The sleeping giant, however, is “Pebble Beach.” Opening with a fragile, stripped-back acoustic strum and singing of cinematic memories (“Fog hangs low in the cul-de-sac… Heat hangs thick in the driveway / Wrapped in blankets, you stole me away”), Riley paints a devastatingly nostalgic picture. Slowly but surely, a sonic freight train builds into a wall of distortion, mimicking the pain of losing touch with the special moments we hold dear. Boiling over into pure, chaotic grief, the track traps the listener in a mounting tension—only to find a strange, sudden stillness at its center.

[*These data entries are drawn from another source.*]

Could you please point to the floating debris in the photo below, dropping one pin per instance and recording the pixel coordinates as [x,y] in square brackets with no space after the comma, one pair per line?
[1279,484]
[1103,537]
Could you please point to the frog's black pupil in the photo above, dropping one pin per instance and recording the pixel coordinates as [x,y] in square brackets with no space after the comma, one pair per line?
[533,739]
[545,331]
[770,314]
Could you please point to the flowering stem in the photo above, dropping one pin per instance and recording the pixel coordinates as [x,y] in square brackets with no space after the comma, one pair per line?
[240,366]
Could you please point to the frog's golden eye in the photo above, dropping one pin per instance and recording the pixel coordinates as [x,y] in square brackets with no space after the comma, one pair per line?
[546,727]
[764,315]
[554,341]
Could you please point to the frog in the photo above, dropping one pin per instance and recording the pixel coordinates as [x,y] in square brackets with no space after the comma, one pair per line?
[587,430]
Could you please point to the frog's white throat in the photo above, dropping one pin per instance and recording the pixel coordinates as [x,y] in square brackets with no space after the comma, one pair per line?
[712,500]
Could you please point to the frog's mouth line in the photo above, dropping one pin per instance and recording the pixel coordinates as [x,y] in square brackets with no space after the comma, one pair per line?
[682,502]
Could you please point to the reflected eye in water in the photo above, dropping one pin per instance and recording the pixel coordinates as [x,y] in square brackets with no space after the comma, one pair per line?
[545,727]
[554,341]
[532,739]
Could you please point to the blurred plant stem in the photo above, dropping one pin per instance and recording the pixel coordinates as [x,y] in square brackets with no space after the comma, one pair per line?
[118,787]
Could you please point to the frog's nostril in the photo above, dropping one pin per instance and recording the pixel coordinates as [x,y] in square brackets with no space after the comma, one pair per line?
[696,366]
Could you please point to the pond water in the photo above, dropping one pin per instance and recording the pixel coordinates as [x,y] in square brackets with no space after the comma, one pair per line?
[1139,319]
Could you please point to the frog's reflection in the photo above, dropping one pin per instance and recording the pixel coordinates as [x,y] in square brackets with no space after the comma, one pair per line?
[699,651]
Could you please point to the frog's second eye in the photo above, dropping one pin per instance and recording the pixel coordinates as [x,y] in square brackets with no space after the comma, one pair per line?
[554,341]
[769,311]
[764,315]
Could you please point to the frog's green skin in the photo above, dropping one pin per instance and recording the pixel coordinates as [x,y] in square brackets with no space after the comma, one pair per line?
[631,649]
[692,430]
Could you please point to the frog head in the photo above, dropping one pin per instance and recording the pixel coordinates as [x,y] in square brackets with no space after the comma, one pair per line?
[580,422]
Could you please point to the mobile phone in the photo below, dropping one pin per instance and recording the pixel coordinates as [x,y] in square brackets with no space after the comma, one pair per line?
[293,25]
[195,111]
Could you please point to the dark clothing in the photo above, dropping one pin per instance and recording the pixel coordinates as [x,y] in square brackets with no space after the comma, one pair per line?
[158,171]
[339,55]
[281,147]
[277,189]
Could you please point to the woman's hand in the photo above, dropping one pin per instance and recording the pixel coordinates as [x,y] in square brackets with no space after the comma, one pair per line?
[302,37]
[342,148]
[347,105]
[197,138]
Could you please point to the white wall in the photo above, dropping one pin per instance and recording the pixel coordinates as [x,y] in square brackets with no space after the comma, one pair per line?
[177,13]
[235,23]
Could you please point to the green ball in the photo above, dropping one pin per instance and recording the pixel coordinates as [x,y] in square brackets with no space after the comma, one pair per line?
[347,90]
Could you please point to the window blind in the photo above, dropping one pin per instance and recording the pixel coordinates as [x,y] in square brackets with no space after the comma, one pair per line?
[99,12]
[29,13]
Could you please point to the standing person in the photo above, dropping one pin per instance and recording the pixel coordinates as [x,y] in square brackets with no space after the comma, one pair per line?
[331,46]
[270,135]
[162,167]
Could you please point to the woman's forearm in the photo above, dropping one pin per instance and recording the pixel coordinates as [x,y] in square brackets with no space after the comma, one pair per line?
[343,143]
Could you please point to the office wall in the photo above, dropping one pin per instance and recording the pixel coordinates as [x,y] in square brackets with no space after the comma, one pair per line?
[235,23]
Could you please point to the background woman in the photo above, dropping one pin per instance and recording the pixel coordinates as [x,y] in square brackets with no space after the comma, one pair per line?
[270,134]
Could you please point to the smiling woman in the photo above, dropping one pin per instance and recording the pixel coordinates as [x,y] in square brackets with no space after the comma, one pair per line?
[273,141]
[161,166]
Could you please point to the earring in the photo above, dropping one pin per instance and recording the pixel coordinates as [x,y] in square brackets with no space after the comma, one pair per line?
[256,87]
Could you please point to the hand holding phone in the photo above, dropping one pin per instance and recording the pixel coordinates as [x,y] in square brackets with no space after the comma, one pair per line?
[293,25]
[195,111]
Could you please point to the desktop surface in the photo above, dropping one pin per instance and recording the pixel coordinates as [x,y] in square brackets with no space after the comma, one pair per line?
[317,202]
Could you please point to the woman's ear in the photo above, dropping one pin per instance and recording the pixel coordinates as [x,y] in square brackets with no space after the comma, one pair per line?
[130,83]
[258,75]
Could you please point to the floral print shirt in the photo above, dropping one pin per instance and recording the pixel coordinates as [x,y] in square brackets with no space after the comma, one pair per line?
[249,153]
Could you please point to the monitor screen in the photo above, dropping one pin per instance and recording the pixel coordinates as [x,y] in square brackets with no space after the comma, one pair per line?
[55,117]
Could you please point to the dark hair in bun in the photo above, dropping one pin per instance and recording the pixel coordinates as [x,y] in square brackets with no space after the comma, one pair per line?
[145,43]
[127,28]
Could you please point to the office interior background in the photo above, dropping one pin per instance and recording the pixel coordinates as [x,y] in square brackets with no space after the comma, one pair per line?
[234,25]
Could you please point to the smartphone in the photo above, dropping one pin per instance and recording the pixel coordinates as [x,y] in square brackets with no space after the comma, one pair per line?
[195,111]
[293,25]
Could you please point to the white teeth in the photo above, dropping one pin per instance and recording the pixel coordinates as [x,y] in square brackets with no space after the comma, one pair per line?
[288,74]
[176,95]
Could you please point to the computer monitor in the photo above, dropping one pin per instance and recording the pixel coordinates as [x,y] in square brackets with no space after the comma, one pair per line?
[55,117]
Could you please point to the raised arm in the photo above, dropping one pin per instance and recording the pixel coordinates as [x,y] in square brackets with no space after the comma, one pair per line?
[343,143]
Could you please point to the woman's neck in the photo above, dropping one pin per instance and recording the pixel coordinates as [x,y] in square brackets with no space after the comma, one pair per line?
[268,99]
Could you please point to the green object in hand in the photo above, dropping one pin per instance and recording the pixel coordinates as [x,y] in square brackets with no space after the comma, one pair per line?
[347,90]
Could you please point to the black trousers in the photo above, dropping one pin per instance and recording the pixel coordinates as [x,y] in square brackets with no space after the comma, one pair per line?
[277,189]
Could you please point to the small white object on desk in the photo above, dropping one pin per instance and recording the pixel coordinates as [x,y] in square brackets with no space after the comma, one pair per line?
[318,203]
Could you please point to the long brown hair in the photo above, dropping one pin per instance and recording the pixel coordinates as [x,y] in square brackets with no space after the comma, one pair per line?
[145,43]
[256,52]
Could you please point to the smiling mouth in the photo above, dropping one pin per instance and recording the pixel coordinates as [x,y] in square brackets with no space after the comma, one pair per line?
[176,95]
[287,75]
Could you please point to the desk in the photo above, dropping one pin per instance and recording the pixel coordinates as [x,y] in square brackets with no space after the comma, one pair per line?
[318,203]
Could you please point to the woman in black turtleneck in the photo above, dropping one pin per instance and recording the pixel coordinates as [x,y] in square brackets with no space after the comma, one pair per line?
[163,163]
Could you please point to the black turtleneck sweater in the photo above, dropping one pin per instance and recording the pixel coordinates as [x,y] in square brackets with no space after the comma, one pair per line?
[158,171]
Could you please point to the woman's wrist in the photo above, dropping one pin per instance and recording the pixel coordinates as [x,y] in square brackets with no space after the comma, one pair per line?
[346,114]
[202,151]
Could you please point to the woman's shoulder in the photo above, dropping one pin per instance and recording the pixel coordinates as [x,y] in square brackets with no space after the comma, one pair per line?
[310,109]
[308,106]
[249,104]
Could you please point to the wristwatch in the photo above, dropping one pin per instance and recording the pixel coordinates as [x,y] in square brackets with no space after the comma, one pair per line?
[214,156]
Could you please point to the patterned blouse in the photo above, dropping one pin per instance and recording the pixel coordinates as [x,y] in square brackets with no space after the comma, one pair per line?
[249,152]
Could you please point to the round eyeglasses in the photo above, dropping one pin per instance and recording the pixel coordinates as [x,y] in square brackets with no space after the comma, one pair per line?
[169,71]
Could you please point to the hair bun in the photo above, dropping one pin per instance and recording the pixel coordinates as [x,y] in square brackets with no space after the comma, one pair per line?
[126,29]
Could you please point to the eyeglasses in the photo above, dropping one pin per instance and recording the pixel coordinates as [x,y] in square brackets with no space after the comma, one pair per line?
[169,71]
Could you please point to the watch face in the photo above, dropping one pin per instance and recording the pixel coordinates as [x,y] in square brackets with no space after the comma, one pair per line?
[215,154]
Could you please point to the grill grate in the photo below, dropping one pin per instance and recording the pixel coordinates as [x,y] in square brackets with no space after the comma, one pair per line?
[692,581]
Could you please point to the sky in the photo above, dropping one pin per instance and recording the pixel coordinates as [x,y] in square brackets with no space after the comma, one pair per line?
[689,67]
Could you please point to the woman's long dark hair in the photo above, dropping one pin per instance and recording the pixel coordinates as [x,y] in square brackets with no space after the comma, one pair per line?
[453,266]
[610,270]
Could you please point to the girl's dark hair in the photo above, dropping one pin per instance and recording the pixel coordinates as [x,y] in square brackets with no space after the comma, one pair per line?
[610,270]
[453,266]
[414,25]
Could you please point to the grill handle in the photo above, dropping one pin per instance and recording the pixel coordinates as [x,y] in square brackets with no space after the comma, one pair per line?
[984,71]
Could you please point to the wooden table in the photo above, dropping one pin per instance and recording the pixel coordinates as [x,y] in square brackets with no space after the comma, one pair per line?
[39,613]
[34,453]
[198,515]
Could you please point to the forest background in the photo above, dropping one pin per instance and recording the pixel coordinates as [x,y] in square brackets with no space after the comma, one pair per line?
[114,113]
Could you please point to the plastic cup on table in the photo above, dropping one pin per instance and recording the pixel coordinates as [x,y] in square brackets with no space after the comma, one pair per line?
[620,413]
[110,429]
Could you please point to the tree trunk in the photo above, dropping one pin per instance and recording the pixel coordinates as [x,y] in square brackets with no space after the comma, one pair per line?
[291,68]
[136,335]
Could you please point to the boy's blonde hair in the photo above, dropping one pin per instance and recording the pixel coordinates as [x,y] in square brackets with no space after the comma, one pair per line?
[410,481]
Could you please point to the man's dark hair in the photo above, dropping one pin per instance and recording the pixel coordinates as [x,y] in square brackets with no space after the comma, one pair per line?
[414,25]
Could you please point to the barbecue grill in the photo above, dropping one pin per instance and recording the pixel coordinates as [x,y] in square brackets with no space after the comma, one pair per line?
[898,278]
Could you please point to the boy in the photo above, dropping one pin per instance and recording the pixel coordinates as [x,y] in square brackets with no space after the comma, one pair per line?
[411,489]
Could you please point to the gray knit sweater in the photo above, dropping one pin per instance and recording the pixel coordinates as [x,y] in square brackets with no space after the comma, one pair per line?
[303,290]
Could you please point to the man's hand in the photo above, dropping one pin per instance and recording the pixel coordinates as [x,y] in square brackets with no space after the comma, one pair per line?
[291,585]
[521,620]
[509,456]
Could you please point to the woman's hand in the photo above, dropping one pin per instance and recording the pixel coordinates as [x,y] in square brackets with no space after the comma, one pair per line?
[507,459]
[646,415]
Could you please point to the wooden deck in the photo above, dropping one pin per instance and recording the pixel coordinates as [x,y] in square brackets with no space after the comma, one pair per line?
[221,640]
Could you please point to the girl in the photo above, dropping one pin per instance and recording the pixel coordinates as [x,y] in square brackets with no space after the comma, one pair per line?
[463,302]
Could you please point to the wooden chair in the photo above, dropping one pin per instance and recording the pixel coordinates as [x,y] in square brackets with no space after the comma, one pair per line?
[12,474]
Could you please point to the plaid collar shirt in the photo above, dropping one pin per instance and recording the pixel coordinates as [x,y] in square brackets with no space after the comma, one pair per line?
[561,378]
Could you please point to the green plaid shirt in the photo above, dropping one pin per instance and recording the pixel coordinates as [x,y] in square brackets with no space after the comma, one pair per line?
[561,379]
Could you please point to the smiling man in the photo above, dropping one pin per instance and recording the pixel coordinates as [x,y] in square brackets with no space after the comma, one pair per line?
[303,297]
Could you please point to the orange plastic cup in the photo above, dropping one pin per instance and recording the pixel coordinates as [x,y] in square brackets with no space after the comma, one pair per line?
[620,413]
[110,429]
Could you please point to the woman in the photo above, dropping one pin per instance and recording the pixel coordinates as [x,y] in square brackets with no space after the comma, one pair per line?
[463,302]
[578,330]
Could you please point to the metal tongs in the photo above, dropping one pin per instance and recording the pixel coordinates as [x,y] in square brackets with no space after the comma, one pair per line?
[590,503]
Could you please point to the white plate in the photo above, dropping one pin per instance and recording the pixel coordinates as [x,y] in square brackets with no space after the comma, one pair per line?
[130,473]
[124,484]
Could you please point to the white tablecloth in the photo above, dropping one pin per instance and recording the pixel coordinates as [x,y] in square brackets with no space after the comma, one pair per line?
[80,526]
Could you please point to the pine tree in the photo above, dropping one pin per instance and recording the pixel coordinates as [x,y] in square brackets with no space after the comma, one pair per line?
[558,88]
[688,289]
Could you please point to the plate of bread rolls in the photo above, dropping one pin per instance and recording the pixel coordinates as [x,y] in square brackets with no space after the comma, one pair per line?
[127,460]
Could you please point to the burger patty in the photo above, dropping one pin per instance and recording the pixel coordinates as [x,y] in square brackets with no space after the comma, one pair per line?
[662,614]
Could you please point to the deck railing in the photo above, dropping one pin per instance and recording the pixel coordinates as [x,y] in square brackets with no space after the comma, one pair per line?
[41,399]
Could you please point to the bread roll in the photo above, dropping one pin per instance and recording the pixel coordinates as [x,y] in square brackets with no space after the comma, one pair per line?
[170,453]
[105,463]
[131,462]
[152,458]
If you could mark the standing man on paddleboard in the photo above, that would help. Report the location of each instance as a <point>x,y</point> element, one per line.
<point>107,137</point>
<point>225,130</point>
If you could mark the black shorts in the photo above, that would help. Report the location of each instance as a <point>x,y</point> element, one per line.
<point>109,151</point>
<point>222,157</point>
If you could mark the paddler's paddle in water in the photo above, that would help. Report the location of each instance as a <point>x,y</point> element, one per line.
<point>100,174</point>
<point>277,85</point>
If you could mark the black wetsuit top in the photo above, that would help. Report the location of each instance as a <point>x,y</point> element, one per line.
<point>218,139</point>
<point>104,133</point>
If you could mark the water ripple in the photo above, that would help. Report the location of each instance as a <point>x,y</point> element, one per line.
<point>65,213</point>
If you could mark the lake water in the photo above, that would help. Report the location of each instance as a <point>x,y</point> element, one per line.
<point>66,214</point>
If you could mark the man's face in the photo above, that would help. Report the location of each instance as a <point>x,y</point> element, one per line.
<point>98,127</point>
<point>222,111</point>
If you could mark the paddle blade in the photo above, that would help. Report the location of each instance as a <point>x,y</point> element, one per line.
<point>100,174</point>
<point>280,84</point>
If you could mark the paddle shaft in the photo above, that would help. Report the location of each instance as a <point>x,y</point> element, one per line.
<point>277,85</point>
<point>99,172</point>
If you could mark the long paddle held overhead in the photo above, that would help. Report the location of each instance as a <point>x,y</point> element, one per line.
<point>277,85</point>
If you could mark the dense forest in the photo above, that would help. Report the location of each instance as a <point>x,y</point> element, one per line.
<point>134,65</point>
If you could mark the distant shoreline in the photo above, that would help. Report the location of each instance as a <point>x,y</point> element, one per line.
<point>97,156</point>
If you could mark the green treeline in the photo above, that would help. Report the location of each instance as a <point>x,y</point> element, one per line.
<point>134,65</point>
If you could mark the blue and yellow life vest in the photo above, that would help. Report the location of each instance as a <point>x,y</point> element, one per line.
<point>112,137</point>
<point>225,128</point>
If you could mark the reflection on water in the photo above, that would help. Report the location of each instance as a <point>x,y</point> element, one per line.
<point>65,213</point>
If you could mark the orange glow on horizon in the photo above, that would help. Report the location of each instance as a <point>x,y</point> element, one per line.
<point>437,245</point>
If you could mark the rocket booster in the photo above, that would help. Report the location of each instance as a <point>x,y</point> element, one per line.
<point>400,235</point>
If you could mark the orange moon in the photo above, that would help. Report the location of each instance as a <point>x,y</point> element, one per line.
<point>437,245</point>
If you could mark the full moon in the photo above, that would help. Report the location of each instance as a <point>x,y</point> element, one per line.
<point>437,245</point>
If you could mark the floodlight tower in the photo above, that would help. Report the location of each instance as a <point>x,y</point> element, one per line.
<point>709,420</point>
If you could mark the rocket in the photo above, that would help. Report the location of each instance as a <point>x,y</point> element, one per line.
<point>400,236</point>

The second half of the EP expands into duality, with “Six Days’ Notice” tackling the exhaustion of living in a modern society (“Button up, son / Do your best / Can’t rely on all the rest”), and concludes with “Monoxide”, full of power-pop-esque chord progressions and catchy hooks to camouflage the urgent confessions of a relationship’s slow disintegration.
Produced and mixed by Christopher Dwyer (also of Touché Amoré, and responsible for the dynamic drum work on the EP), and co-produced by Clayton Stevens (Entry), each track feels intentional and whole. The dreamy guitars and punchy rhythm sections elevate Riley’s vivid vocals, which are only further strengthened by the standout guest feature of Touché Amoré’s Jeremy Bolm on “Exit Clause,” another highlight of the project.
What Doesn’t Steal You doesn’t try to heal the wounds it uncovers, nor does it offer cheap, optimistic comforts. Instead, it captures the exact quicksand-esque moment between brightness and persistent gloom. It is an essential, deeply moving summer release that reminds us that even when we are entirely lost, music can still hold our hands through the dark.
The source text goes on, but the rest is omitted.